Elizabeth could only accept with becoming gratitude and hope something — war with Gaaldine, the end of the world, Mr Collins being struck by a lightning bolt — would prevent her having to make good on it. Though, since she must pass through Gondal Town, it would at least give her an opportunity to see Jane. Although no words of unhappiness appeared in Jane’s letters, her lack of her normal spirits came off each page like a miasma. Elizabeth would give much for an opportunity to see for herself and hear the opinions of the more sensible part of her family.
Mentions of family reminded her of another task still to do. She had thrust the still-unsent letter to Uncle John into her reticule before they had left Longbourn for church that morning.
“Stay here, just a moment, I have a favour I would beg of you.”
“Anything,” Charlotte breathed. Tears stood in the corners of her eyes. Elizabeth’s conscience struck her a sharp blow, but she persisted, nonetheless.
“I collect from the map my cousin showed us last night after dinner, your new home is an easy distance from the south-eastern ports?”
“Indeed. Elbe lies a little over four leagues away. When you come to us in spring perhaps we may be able to make up a party of pleasure to the coast. I have never seen the sea and I believe you have not, either?”
“I have not. That sounds delightful. But I was wondering — as you know, my uncle is at present in Gaaldine, and the landward routes are shut for the winter. I wish to send Uncle John a letter and hoped it might be possible to contrive to send it by sea. Could you enquire, when you reach Hunsford, and let me know if you have been able to send it?”

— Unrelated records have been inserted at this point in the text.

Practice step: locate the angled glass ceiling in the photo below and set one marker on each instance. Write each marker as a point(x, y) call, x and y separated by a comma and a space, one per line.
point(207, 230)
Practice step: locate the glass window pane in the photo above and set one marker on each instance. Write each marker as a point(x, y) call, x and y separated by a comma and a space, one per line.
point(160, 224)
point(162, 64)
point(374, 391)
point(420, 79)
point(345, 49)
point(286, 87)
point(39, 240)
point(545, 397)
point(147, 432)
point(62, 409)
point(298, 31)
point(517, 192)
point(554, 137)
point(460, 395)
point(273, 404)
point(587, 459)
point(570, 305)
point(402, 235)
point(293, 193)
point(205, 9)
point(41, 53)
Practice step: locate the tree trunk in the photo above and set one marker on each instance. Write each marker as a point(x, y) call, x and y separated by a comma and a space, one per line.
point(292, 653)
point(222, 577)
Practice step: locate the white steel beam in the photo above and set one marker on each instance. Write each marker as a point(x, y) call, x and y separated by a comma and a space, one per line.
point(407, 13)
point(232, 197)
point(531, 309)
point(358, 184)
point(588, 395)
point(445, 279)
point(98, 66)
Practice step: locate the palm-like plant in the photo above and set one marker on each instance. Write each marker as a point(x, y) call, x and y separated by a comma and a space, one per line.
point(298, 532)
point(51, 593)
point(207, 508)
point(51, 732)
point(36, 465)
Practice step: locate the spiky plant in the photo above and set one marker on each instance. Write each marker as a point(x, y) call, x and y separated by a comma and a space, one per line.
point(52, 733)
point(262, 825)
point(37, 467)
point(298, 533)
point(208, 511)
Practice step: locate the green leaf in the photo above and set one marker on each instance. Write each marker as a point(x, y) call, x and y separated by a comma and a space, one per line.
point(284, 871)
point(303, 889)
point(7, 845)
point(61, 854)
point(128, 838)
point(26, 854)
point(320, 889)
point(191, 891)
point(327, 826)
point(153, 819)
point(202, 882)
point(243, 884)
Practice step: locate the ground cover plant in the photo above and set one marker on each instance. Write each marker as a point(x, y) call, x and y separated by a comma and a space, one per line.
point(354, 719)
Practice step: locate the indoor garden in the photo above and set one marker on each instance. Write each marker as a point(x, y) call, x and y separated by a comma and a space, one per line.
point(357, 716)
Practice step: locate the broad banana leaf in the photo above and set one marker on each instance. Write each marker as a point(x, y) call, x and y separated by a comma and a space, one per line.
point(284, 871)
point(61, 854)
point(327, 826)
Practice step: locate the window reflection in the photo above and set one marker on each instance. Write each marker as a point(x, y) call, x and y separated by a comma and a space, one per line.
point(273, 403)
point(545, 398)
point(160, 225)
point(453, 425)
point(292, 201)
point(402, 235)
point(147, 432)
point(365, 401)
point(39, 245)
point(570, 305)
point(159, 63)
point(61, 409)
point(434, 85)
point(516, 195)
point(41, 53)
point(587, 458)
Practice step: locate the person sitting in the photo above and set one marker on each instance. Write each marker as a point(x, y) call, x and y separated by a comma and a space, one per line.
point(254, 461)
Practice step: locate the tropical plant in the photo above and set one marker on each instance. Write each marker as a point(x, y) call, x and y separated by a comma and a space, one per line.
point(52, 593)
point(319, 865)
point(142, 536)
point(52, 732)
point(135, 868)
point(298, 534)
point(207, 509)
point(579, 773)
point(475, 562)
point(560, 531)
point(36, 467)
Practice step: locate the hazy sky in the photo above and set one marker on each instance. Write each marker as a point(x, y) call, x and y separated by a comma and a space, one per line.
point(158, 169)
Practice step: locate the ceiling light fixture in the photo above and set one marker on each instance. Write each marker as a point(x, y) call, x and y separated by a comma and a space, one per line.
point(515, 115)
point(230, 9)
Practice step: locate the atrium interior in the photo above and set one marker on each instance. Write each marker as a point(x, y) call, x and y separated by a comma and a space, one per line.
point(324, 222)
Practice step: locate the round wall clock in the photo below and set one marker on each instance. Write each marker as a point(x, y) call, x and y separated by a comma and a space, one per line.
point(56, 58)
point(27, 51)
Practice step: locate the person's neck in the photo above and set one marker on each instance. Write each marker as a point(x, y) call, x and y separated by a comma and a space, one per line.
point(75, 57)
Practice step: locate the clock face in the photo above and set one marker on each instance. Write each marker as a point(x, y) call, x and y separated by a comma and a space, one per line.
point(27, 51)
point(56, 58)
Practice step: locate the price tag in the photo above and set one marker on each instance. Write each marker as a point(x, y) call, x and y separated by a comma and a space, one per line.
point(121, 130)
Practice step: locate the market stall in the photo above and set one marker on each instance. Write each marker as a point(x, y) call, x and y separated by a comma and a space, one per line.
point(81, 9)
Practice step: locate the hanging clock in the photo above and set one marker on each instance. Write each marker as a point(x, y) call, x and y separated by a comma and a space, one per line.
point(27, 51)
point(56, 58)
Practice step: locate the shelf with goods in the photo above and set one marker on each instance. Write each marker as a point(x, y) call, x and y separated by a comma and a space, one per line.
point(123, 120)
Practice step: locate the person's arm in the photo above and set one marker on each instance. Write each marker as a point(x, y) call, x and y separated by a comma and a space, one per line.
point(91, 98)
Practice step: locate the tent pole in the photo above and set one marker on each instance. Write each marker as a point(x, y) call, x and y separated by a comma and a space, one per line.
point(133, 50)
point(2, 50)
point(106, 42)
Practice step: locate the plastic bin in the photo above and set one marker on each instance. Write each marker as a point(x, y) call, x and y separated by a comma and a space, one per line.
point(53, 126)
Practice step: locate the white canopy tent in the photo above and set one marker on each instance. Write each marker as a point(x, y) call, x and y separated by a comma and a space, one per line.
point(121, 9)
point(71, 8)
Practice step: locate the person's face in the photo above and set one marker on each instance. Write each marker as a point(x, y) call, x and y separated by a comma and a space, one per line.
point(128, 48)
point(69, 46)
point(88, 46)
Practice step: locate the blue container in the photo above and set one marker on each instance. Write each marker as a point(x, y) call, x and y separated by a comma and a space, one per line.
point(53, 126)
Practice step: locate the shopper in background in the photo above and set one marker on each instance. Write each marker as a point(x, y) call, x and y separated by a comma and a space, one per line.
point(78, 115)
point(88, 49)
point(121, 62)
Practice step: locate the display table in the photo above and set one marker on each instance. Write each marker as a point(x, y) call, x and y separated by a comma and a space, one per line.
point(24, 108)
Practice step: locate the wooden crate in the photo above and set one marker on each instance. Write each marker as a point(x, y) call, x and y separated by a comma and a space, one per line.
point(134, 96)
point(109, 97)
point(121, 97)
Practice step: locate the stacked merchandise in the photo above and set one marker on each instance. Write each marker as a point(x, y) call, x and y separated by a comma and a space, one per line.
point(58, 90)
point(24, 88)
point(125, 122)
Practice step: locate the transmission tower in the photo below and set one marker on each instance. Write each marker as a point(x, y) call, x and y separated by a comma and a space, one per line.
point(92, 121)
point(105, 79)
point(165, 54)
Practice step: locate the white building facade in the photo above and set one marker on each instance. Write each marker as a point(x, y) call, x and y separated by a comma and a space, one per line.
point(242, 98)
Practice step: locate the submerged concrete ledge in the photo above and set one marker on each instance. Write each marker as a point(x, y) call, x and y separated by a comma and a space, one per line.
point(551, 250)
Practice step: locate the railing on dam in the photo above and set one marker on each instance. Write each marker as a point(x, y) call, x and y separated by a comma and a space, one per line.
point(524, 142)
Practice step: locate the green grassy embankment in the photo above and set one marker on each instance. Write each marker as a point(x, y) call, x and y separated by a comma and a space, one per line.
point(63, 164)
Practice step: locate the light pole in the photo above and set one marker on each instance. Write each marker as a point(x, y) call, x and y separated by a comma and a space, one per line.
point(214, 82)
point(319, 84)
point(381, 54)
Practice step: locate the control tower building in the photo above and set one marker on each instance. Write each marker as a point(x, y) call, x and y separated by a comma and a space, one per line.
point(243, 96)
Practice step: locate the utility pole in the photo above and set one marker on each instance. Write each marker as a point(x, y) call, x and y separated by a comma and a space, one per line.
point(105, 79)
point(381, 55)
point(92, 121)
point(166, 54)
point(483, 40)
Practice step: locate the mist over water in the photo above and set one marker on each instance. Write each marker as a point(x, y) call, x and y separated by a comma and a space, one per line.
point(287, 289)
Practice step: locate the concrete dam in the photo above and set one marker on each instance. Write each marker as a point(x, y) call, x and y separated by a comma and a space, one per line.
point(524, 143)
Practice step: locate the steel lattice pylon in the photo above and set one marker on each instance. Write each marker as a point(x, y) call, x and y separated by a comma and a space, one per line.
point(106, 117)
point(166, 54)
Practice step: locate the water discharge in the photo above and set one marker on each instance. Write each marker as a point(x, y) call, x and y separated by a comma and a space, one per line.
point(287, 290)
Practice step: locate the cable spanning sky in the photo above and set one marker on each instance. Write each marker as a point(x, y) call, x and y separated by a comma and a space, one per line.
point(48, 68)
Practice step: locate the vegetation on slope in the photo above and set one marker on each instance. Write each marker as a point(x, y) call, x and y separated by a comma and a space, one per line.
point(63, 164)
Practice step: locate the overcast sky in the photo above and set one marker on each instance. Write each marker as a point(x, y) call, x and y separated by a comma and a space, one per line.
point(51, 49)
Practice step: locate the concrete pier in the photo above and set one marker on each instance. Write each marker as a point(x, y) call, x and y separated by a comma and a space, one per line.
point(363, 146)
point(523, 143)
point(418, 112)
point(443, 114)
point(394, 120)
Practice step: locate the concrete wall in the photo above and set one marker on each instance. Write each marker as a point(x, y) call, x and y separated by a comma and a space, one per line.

Charlotte gave her all the assurances a friend could give, especially a friend on the brink of parting from home, who seemed acutely aware of the chasm which her marriage had opened up between her and the Duplessis family. However unlovely Charlotte’s husband, he was the heir apparent of Longbourn, and a more sensible woman than Mama would surely find the prospect of being supplanted by a girl she had known from the cradle more than she could reasonably bear.
The letter was handed over, the die was cast, and Elizabeth watched the carriage rattle away round the bend of the south-bound road.